Below is the precise step performed on each DP rank for ZeRO-1: optimizer-state sharding while parameters remain replicated in FP16.

Keep $\theta^{(16)}$ (full, local) and $\theta^{(32)}_{\text{shard}}$ , $m_{\text{shard}}$ , $v_{\text{shard}}$ (sharded FP32 canonical pieces).
For a minibatch:
- forward using $\theta^{(16)}$ .
- backward producing local $g^{(16)}$ .
- flatten and pad $g^{(16)}$ to common size; compute reduce-scatter → receive gradient shard $g_{\text{shard}}^{(\text{sum},16)}$ .
- cast $g_{\text{shard}}^{(\text{sum},32)} = \operatorname{cast}_{32}(g_{\text{shard}}^{(\text{sum},16)})$ and divide by $N_d$ if gradients are averaged.
- update local optimizer state and $\theta^{(32)}_{\text{shard}}$ using Adam formulas above.
- cast local updated $\theta^{(32)}_{\text{shard}}$ to FP16 → $\hat{\theta}^{(16)}_{\text{shard}}$ .
- all-gather $\hat{\theta}^{(16)}_{\text{shard}}$ → reconstruct full $\theta^{(16)}$ on each rank for next forward.
- zero gradients / manage buffers.

This sequence preserves mathematically identical parameter updates to the naive single-device FP32 update, up to floating point rounding differences introduced by different reduction order — which are typically negligible if using stable reduction algorithms.

Engineering optimizations

Some engineering levers that matter:

Bucketed communications.
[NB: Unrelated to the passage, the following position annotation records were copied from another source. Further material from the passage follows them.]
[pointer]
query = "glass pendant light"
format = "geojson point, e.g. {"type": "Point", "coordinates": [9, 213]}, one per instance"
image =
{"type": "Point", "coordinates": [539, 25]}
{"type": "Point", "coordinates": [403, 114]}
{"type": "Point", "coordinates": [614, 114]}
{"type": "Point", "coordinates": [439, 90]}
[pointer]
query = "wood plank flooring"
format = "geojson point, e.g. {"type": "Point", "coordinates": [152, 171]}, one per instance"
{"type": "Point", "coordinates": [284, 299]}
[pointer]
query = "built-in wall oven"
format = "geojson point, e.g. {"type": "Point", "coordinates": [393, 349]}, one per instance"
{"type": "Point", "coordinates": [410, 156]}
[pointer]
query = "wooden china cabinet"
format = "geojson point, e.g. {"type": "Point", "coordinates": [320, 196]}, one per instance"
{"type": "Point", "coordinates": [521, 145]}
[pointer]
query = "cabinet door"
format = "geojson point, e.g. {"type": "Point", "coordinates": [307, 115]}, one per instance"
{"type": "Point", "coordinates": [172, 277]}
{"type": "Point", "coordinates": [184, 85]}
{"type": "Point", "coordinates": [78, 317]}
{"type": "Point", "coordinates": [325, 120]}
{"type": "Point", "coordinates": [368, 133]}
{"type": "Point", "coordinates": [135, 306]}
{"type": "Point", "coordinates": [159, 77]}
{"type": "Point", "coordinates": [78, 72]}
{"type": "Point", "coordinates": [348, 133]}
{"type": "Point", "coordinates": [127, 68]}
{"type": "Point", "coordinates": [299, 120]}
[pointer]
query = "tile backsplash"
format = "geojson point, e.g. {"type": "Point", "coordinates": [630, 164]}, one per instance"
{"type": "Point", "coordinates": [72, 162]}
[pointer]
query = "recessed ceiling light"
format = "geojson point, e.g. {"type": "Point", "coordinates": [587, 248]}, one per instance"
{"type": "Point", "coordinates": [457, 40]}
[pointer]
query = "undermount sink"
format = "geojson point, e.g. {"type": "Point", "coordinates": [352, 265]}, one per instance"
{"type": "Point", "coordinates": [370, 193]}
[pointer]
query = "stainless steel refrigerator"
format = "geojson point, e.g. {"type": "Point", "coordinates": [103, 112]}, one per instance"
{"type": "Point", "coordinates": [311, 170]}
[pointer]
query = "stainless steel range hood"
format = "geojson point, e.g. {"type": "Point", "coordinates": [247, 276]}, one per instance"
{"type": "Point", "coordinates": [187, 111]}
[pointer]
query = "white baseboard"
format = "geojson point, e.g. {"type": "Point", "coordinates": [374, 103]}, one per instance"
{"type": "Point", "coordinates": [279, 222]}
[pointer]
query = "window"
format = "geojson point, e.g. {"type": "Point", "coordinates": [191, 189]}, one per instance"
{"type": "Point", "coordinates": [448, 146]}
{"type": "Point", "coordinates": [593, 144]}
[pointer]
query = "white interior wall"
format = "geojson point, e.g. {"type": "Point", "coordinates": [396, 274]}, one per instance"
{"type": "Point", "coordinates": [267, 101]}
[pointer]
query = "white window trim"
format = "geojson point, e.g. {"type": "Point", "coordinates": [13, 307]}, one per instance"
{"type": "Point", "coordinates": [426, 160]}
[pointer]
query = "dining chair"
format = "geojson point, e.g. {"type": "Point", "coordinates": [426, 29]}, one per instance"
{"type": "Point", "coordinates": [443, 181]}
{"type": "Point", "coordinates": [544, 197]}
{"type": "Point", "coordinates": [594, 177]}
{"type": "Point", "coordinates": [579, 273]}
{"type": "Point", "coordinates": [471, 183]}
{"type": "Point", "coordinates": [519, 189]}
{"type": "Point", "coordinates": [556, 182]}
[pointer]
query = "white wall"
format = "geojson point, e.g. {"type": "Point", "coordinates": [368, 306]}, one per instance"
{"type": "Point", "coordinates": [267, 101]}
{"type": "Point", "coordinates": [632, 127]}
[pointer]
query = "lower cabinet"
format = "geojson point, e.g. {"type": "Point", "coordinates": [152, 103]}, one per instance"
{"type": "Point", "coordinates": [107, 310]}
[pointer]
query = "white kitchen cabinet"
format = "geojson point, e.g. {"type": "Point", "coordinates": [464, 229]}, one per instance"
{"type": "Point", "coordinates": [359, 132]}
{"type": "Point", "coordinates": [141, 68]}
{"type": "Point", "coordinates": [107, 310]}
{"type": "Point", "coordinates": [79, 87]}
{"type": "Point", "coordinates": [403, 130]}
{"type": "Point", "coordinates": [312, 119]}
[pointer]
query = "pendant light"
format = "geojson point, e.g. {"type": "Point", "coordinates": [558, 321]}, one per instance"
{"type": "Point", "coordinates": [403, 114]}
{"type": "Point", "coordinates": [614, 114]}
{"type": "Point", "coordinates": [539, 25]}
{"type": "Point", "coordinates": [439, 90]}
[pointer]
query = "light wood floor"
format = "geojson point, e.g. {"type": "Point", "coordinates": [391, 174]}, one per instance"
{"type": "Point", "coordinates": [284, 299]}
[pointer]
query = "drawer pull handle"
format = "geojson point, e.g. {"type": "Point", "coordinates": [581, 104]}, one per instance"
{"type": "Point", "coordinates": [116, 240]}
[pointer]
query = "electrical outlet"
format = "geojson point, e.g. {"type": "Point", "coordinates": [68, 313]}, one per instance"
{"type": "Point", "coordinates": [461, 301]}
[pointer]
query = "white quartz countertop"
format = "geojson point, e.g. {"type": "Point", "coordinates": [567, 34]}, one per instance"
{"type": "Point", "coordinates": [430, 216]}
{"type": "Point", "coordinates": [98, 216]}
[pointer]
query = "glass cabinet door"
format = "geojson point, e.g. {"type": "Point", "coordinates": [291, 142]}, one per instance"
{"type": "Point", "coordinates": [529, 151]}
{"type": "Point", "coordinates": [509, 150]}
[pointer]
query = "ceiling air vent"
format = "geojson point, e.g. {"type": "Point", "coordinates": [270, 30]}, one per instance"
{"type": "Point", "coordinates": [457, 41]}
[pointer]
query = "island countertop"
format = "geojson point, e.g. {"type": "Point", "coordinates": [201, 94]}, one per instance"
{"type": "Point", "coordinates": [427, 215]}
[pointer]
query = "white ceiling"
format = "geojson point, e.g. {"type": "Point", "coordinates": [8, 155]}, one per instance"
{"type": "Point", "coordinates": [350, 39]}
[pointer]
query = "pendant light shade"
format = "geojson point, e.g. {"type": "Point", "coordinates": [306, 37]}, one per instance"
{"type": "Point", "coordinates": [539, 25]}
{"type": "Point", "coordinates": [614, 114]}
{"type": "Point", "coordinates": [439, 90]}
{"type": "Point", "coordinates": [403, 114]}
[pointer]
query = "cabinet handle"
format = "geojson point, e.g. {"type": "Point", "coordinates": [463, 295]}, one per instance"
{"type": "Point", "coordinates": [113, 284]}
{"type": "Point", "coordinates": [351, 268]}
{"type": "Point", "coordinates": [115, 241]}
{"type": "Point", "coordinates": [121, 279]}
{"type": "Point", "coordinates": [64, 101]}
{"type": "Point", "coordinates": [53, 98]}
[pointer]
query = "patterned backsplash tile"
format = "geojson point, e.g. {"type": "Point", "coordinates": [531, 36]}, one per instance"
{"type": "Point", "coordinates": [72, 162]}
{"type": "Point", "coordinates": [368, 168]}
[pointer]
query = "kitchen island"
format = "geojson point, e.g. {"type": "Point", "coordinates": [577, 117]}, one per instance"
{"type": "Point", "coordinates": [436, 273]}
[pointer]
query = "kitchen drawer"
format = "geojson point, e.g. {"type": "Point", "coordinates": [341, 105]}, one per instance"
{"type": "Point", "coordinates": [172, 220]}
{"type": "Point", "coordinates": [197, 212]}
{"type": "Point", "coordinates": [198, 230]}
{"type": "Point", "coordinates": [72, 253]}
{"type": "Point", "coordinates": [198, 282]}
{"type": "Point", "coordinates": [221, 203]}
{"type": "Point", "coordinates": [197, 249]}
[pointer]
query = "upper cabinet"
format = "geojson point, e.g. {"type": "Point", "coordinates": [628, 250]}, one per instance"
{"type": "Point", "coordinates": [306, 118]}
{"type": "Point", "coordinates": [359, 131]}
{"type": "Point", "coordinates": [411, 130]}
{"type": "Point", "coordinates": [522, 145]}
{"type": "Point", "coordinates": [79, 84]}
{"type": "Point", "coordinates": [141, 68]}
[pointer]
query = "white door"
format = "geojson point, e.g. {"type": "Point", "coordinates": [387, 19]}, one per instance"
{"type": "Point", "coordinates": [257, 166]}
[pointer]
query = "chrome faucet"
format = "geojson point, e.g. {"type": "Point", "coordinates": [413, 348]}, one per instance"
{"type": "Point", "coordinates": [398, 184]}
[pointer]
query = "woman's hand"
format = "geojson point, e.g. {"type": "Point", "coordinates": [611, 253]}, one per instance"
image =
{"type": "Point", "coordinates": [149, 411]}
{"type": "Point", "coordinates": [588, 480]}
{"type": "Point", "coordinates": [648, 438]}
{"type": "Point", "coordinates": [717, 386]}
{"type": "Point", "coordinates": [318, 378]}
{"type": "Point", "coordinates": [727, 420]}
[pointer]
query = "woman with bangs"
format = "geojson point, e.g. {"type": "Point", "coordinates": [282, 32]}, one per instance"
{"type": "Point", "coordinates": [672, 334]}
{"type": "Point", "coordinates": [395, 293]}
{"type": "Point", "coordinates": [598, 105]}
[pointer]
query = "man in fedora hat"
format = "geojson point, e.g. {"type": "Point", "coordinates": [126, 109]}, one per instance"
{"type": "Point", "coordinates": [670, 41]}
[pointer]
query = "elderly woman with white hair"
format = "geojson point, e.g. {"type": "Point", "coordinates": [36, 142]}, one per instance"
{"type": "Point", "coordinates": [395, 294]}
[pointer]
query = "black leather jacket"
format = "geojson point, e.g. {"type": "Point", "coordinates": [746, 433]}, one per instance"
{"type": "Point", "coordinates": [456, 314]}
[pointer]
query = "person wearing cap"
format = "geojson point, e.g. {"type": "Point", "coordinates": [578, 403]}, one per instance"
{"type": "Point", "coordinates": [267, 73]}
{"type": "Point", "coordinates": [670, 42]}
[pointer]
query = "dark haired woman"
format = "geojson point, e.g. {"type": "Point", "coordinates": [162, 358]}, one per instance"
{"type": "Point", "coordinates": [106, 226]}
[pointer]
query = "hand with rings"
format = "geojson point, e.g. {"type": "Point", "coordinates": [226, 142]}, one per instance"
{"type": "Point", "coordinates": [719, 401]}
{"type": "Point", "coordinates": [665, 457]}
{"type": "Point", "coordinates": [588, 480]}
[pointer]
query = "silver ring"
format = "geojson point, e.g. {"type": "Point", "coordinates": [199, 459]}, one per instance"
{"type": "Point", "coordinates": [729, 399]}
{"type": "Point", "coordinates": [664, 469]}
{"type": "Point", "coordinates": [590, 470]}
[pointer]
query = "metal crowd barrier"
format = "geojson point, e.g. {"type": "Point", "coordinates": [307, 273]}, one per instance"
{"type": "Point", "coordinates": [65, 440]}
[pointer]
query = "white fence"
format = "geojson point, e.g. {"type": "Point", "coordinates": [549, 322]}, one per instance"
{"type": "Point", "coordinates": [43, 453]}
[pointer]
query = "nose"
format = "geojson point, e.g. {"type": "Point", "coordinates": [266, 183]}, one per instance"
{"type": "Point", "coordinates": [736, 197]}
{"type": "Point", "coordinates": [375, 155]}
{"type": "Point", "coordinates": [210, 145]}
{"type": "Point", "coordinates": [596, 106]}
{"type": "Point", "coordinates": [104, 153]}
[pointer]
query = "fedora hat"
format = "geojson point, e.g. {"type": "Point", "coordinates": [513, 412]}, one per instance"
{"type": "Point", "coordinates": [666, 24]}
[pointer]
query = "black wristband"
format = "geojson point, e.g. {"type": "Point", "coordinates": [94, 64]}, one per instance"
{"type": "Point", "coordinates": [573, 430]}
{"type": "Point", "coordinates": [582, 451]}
Aggregate small tensors into buckets sized to saturate NIC bandwidth to amortize latency.
Non-blocking collectives + overlap. Launch reduce-scatter as soon as a bucket’s gradients are ready (backward hooks). Launch parameter all-gathers as soon as a shard’s update is ready (optimizer step) and overlap with remaining optimizer computation.
Prefetching in ZeRO-3/FSDP. While computing layer $n$ 's forward, prefetch (all-gather) parameters for layer $n+1$ .
Meta device construction. Build architecture shapes on device=meta to avoid materializing full parameter tensors before sharding (saves memory on initialization).
Grad scaling (AMP). Multiply loss by a scale $S$ to avoid FP16 overflow; unscale gradients before optimizer step and detect inf/nan to adjust $S$ .
Offload. When device RAM is insufficient, offload rarely used optimizer state shards to CPU or NVMe with asynchronous I/O, overlapping transfers with compute.
Checkpoint sharding. Save sharded state dicts; avoid gathering full parameter sets to a single node for checkpoint writes.

Practical recipes

A production checklist, from smallest to largest scale:

Use AMP (autocast + GradScaler). Prefer BF16 on hardware that supports it if you can eliminate GradScaler safely.
Use FSDP / ZeRO (library implementation) rather than writing manual sharding. Let the runtime handle hooks and bucketization.
Combine ZeRO-2 / ZeRO-3 with activation checkpointing and gradient accumulation when activations are the bottleneck.
Use per-layer prefetching and sensible FSDP unit sizes (don’t shard at too fine granularity).
Profile: measure collective sizes, time spent waiting on NCCL, and memory peaks; tune bucket sizes and prefetch windows.
Ensure deterministic reduction order only if you need bitwise reproducibility; otherwise prefer throughput-optimized reductions.

Common failure modes

Loss explosion / NaNs. Often caused by overflow in FP16 matmuls. Grad scaling prevents this: multiply loss by $S$ , compute gradients, then divide by $S$ before updating.
Stalled training (no progress). Often caused by updates being lost to quantization if you tried to update exclusively in FP16. The theory above shows why a high-precision FP32 canonical copy is required.
Excessive communication overhead. Happens when bucket sizes are too small: latency dominates. The communication model above explains why aggregating transfers increases effective bandwidth.
Activation OOM even with ZeRO-3. ZeRO reduces model-related memory, not activations; employ checkpointing and accumulation to reduce activation peaks.

Closing remark

FP32 canonical copy = the ledger in the bank. It is the canonical truth, carefully recorded.
FP16 compute copy = the working checkbook. You do the arithmetic quickly here and then reconcile with the ledger.
ZeRO sharding = splitting the ledger’s pages across vaults. Each vault keeps its pages and returns photocopies when needed.